We’re stuck and $365 million may not help. The United States places an unusual degree of importance on the reliability of yearend standardized tests. These tests have been around for 15 years and, because we have so little performance data, we try to use them for a variety of purposes. For many reasons, the tests haven’t improved much. The new barrier is the dual fixation on cost and comparability.
Innovation occurs when markets are efficient—where supply meets demand, where consumers quickly (and often ruthlessly) express preferences, where risk is rewarded with return. Blockages can occur either on the buy or the sell side, but they often slump into complacency together.
In the case of educational testing, we have a set of complicated political problems resulting in weak demand for assessment innovation. The next generation of artificial intelligence will help make better test items faster and cheaper to score. But this is more a political problem than a technical problem.
First and foremost, states are broke and can’t afford to spend more money on testing. What they spend on testing appears to vary from $11.50 for cheap online multiple choice test to more than $50 per student for hand score tests with lots of constructed response.
Most states have made a commitment to work cooperatively on the development of new assessments. All but six states have joined one of two Race to the Top funded consortia. But if that means buying a common test, the cost of these new tests will be bounded by the low end of the range because members of the steering committee that represent states with cheap tests can’t go back to their legislatures with a test that costs three times as much. As a result, intense cost pressure will limit the number and type of constructed response items.
The signatories to an Innosight letter think there’s a better approach. Rather than everyone buying the same cheap test, they advocate for state testing systems that customize assessment strategies by state, encourage innovation, utilize sampling and comparison techniques, but retain sufficient comparability.

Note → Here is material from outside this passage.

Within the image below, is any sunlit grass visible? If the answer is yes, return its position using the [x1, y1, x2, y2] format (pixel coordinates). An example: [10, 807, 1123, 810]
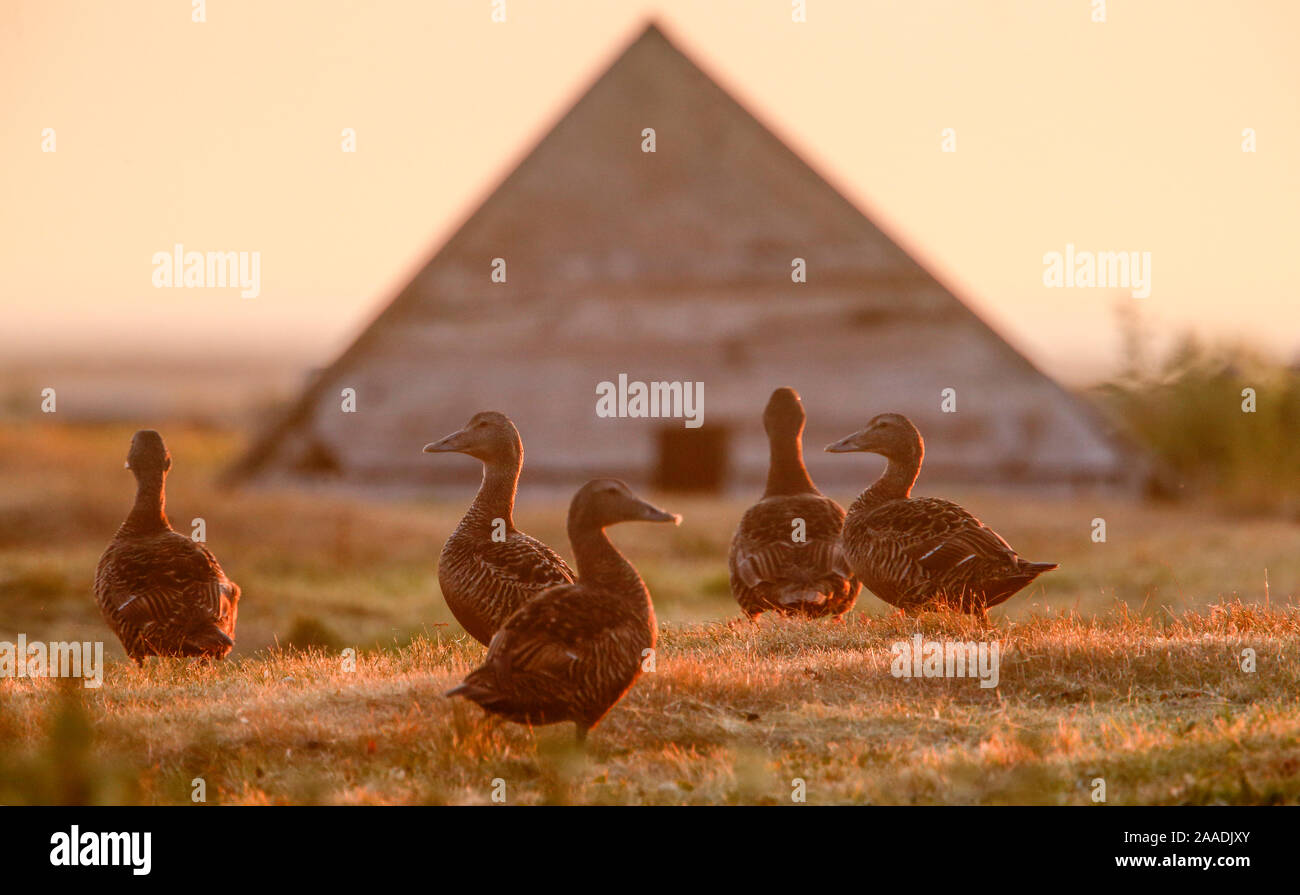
[0, 425, 1300, 804]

We’re still new to using data in education. Hungry for actionable data, we quickly started trying to use state tests for everything: instructional improvement, school accountability, and teacher evaluations. We’ve been relying on a few dozen data points about each student for a lot of important decisions.
Testing politics have not yet been recalibrated for information abundance. With the shift to personal digital learning we’ll soon have thousands of daily data points about every student. With a huge trail of evidence it won’t be necessary to place so much weight on yearend (summative) assessments.
The era of big data will allow us to construct temporary agreements about how to interpret, use and compare assessment results. (They will have to be temporary, because the data will improve every year or two.) States that want rich performance-based feedback will get it. States that are only concerned about cost will get more for less.
I’ve interviewed many of the steering committee members for both consortia in the last three years. In every conversation, I feel the weight of the cost-comparability conundrum. If we are not thoughtful, decisions in the next 12 months will compound our anachronistic fixation on reliability with the new drive for comparability. We’ll end up with 20 states using one test, 25 states using another test, and neither being as good as they could be. We’ll be trapped for at least five years with tests that reinforce the worst practices of the old system.
Following are a set of incomplete and partially informed recommendation but directionally correct solutions to the cost-comparability conundrum.
- Think assessment frameworks not tests
- Host a capabilities demonstration in 60 days to showcase state of the art assessment and online scoring capabilities (inside and outside K-12)
- Build comparability models using NAEP like sampling and correlation strategies
- Correlate games, adaptive assessments, and performance tasks to a Common Core lexile scale and encourage districts/networks to submit standards-based gradebooks as evidence of progress (i.e., a correlation service could verify, with a confidence interval, the correlation of any set of assessments)
- Encourage multiple collaborations: during the transition to personal digital learning, we could use 20 different testing systems not just two (ie., PARCC deployment could be groups of states working together in 8 state assessment collaboratives rather than one test)
- States chould build in a strong waiver process for districts/networks that can show much stronger evidence models
- States should use a component strategies and plan on updating state testing systems at least every other year
Beyond these suggestions, its quite possible that several market shaping strategies could be used to mobilize resources and accelerate innovation. Together, these strategies would give us that data our kids and teachers deserve.